On Sunday, close to 100,000 people (according to BBC, AP, Yahoo News...) were seen marching toward the presidential palace heavily guarded by the police and military and barbed wire fence.
The protesters walked close to the cordon formed by OMON (militarized anti-riot units) officers and soldiers of the "internal" troops with water canons and troop carriers.
"Go away!" and "Shame!" - chanted the protesters.
In the capital, the arrests began even before the opposition's Unity March even began. The police detained people going to a demonstration in the vicinity of the Puszkińska Street and Uschod metro station, as well as on Czebotariowa Street; Access to the center of Minsk was blocked.
The mass arrests came after the end of over 100,000 protests, as people began to break up into smaller groups and leave.
Violent arrests, including those of minors, took place during a protest in Grodno, according to reports from independent media, citing witnesses.
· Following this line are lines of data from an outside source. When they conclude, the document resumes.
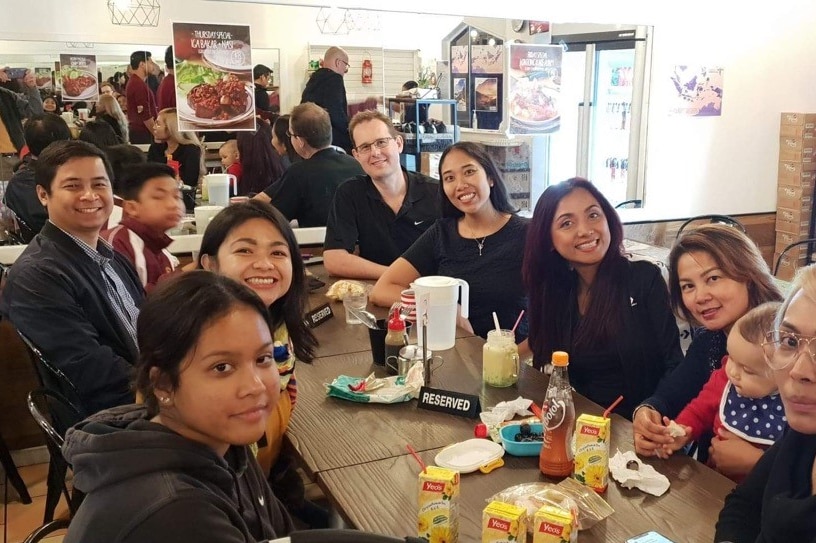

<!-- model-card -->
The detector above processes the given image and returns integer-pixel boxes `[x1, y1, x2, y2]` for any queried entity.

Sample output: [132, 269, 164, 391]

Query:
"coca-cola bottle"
[539, 351, 576, 477]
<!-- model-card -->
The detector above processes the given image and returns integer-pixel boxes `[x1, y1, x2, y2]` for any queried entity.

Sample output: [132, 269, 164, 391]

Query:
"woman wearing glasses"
[715, 264, 816, 543]
[371, 141, 528, 341]
[633, 225, 782, 461]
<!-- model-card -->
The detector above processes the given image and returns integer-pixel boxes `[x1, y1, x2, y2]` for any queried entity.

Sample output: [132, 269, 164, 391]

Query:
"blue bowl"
[499, 423, 544, 456]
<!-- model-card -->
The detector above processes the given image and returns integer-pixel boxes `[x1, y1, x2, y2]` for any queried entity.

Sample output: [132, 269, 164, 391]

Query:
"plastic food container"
[434, 439, 504, 473]
[500, 423, 544, 456]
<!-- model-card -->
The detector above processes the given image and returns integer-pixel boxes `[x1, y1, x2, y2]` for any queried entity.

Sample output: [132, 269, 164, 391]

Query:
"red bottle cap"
[387, 308, 405, 332]
[474, 423, 488, 438]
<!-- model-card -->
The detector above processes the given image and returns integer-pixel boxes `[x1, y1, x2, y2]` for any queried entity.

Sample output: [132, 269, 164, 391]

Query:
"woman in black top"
[93, 94, 128, 143]
[147, 107, 203, 211]
[715, 264, 816, 543]
[522, 178, 683, 417]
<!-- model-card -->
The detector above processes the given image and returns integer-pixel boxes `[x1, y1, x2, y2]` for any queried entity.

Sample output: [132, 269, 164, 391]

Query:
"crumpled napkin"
[609, 449, 670, 496]
[325, 361, 424, 404]
[480, 397, 535, 441]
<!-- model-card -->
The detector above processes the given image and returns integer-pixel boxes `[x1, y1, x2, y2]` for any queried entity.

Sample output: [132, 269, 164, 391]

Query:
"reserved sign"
[418, 386, 481, 418]
[304, 303, 333, 328]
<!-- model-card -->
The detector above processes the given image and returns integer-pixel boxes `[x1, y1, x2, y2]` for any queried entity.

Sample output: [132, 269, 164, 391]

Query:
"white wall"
[3, 0, 816, 216]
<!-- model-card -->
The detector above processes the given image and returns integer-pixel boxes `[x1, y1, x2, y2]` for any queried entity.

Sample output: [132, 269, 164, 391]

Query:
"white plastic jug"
[411, 276, 469, 351]
[205, 174, 237, 207]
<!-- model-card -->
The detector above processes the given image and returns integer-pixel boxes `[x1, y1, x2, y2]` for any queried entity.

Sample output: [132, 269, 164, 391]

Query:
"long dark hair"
[135, 271, 271, 417]
[237, 122, 285, 195]
[197, 201, 316, 363]
[273, 114, 298, 163]
[522, 178, 626, 367]
[437, 141, 516, 218]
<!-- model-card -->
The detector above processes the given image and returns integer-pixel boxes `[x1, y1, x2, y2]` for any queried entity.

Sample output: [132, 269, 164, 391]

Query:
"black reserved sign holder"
[304, 303, 333, 329]
[417, 386, 481, 418]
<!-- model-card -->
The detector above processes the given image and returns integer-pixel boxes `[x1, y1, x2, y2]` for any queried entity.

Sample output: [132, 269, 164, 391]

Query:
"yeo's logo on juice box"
[422, 481, 444, 493]
[487, 517, 511, 532]
[539, 521, 564, 536]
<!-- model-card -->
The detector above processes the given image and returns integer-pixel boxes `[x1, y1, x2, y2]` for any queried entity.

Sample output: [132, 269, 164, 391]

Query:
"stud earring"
[159, 396, 170, 404]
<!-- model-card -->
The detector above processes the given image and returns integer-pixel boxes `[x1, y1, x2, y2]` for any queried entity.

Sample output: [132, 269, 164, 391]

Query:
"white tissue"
[480, 397, 534, 424]
[609, 449, 670, 497]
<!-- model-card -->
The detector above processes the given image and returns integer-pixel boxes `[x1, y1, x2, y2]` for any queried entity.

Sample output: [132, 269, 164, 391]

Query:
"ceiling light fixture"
[107, 0, 160, 27]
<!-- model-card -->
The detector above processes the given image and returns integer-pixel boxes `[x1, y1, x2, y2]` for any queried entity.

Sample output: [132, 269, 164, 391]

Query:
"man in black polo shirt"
[324, 110, 440, 279]
[255, 102, 363, 227]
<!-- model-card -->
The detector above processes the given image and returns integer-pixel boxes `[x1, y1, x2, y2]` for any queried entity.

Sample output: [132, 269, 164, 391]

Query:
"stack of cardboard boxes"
[775, 112, 816, 281]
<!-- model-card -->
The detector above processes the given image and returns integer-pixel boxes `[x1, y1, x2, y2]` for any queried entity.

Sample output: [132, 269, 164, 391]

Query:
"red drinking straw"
[510, 310, 525, 334]
[603, 395, 624, 419]
[407, 444, 427, 473]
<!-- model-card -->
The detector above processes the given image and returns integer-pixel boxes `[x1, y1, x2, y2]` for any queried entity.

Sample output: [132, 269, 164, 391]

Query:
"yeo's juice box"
[482, 500, 527, 543]
[418, 466, 459, 543]
[573, 413, 611, 492]
[533, 505, 574, 543]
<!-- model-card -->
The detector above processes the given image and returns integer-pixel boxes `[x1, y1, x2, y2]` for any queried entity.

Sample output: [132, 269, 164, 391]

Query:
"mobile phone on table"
[4, 67, 28, 79]
[626, 532, 676, 543]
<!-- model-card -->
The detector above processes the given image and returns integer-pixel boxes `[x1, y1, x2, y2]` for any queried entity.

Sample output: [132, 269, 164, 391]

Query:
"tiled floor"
[2, 463, 68, 543]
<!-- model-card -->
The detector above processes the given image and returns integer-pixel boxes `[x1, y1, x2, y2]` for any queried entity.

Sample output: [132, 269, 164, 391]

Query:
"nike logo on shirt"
[414, 220, 424, 226]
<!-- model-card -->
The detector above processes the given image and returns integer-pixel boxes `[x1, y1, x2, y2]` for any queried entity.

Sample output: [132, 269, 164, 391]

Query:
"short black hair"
[23, 113, 71, 157]
[78, 120, 120, 151]
[164, 45, 174, 69]
[402, 80, 419, 91]
[253, 64, 272, 80]
[104, 144, 147, 194]
[118, 162, 176, 201]
[35, 140, 113, 195]
[130, 51, 151, 70]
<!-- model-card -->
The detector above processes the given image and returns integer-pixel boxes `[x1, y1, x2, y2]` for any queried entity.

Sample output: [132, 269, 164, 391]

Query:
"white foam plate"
[434, 438, 504, 474]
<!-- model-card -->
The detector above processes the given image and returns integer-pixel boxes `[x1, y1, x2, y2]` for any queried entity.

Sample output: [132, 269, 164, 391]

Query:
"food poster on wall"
[669, 65, 724, 117]
[59, 54, 98, 102]
[172, 22, 256, 132]
[474, 77, 498, 112]
[507, 43, 561, 135]
[34, 67, 53, 91]
[451, 46, 469, 75]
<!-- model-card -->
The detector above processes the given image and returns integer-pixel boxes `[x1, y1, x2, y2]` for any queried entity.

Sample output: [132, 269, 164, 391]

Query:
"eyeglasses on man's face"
[353, 137, 395, 155]
[762, 330, 816, 370]
[286, 130, 298, 139]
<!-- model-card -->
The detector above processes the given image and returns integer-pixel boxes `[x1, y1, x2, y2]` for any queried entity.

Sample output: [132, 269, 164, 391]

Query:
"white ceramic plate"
[61, 71, 98, 101]
[177, 85, 254, 128]
[202, 41, 252, 73]
[434, 438, 504, 474]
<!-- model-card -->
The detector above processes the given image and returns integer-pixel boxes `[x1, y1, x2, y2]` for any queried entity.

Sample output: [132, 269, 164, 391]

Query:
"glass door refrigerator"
[548, 27, 651, 207]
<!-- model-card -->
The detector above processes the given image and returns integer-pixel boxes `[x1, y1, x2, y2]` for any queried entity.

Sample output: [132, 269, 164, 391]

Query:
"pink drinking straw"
[407, 444, 427, 473]
[510, 310, 525, 334]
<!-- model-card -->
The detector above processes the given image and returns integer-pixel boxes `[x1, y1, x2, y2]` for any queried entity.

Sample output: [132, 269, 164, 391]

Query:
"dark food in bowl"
[187, 74, 248, 120]
[514, 423, 543, 442]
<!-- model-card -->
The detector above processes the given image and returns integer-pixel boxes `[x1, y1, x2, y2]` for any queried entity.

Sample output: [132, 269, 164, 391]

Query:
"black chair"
[22, 519, 70, 543]
[27, 389, 84, 523]
[675, 214, 746, 239]
[17, 330, 87, 420]
[615, 199, 643, 209]
[774, 238, 816, 276]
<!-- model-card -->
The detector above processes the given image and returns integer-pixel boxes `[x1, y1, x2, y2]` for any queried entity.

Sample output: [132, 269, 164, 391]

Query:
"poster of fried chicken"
[59, 54, 98, 102]
[172, 22, 256, 131]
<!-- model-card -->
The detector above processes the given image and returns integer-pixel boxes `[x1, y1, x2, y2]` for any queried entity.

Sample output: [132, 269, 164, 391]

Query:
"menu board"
[507, 44, 562, 135]
[34, 67, 53, 91]
[172, 22, 256, 132]
[59, 54, 98, 102]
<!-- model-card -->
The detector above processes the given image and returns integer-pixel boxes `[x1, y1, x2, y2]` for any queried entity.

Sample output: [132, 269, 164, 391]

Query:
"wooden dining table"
[289, 266, 736, 542]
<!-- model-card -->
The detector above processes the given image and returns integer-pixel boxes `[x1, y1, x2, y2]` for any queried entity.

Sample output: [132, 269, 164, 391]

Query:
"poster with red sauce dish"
[172, 22, 256, 132]
[507, 44, 561, 135]
[59, 54, 98, 102]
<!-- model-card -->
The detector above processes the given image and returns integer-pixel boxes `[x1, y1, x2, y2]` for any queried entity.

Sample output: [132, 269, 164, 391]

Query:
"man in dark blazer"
[0, 140, 144, 415]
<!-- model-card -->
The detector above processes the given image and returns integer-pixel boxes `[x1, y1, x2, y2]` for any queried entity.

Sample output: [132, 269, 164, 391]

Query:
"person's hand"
[657, 416, 692, 456]
[23, 69, 36, 88]
[0, 68, 9, 83]
[633, 405, 673, 457]
[708, 429, 763, 478]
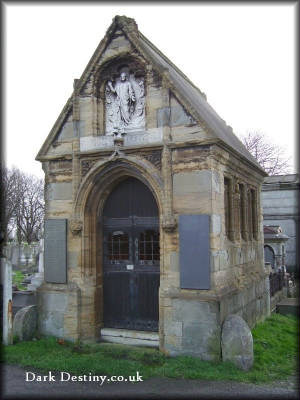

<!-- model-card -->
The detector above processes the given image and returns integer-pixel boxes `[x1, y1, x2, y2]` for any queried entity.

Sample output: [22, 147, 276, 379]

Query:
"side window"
[247, 188, 257, 240]
[239, 183, 246, 240]
[251, 189, 257, 239]
[247, 189, 253, 239]
[224, 177, 231, 239]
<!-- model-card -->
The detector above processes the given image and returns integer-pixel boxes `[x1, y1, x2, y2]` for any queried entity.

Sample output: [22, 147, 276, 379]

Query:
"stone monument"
[36, 15, 270, 360]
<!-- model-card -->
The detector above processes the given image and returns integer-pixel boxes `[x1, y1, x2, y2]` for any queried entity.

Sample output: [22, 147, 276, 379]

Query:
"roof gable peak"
[112, 15, 139, 34]
[36, 16, 266, 173]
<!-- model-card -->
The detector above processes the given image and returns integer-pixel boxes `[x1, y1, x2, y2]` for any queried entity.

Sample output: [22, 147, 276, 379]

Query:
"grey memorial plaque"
[179, 214, 210, 289]
[44, 219, 67, 283]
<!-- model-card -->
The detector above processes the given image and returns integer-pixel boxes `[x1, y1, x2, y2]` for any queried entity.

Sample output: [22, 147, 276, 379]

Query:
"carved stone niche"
[97, 57, 146, 137]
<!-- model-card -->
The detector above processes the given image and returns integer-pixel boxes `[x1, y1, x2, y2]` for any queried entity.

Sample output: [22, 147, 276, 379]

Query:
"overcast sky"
[4, 3, 296, 178]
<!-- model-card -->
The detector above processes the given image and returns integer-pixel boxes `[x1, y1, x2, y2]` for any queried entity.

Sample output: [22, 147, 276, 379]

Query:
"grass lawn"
[12, 270, 27, 291]
[3, 313, 298, 384]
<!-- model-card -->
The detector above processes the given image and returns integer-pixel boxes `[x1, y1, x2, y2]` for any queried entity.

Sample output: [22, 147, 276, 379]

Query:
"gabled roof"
[264, 225, 289, 240]
[36, 15, 266, 174]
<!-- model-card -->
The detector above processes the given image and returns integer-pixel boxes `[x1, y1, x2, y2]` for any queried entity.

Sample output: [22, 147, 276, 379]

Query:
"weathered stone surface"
[164, 298, 221, 361]
[35, 16, 269, 357]
[37, 290, 67, 337]
[13, 305, 37, 341]
[57, 121, 73, 141]
[46, 183, 72, 201]
[173, 170, 214, 213]
[80, 130, 163, 151]
[221, 314, 253, 370]
[182, 321, 221, 361]
[173, 170, 213, 195]
[37, 283, 81, 341]
[211, 214, 222, 234]
[170, 251, 179, 272]
[170, 105, 191, 127]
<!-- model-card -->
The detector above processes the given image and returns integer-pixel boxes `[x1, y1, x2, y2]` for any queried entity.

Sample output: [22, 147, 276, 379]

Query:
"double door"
[103, 216, 160, 331]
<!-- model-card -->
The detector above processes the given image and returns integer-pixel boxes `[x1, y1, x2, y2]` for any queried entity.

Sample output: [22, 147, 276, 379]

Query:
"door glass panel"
[108, 233, 129, 262]
[138, 230, 160, 264]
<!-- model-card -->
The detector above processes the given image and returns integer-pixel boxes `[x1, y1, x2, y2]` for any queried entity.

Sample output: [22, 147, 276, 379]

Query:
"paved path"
[2, 364, 298, 399]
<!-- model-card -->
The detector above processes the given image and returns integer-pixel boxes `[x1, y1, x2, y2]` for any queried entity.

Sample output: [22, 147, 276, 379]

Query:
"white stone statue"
[105, 72, 145, 136]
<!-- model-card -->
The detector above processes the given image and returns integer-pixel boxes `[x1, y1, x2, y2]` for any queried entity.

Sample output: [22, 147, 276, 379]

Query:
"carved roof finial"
[114, 15, 138, 33]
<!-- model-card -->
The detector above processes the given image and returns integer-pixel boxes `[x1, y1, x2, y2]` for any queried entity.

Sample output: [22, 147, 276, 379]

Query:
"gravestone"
[13, 305, 37, 341]
[28, 239, 44, 291]
[221, 314, 254, 370]
[11, 245, 20, 267]
[12, 291, 36, 317]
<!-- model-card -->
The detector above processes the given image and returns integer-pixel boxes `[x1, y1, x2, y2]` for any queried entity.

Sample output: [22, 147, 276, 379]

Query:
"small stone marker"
[13, 305, 37, 341]
[221, 314, 253, 371]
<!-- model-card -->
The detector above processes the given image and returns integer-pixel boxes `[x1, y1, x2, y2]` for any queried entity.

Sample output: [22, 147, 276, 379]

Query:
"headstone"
[3, 245, 12, 261]
[11, 245, 20, 267]
[221, 314, 254, 371]
[12, 291, 36, 316]
[19, 246, 27, 265]
[23, 245, 33, 265]
[27, 239, 44, 291]
[13, 305, 37, 341]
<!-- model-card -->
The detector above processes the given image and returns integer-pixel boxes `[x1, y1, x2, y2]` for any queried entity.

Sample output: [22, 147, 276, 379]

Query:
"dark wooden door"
[102, 178, 160, 331]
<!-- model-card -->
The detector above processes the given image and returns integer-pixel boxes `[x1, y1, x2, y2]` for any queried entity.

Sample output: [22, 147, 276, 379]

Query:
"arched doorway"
[102, 177, 160, 331]
[264, 245, 275, 269]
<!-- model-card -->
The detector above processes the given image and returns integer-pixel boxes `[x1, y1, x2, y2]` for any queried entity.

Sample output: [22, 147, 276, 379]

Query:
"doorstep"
[100, 328, 159, 348]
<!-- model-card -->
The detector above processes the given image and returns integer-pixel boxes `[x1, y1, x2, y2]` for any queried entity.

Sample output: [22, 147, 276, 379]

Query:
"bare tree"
[1, 167, 25, 242]
[1, 167, 44, 244]
[240, 132, 292, 175]
[15, 173, 44, 244]
[16, 175, 44, 243]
There, the police were to use tear gas against demonstrators.
Yesterdays reports gave an estimate of about 200 arrests, This morning, the official number given by the authorities was 633.
Last week a number of opposition figures have fled the country. On Saturday, activist Olga Kovalkova became the latest to say she had taken refuge in neighboring Poland amid threats of imprisonment.
Bloomberg reports that: "Three of the Belarusian opposition’s top organizers were reported missing Monday, the day after tens of thousands joined protests in the country’s capital that kept up pressure on President Alexander Lukashenko to hold new elections."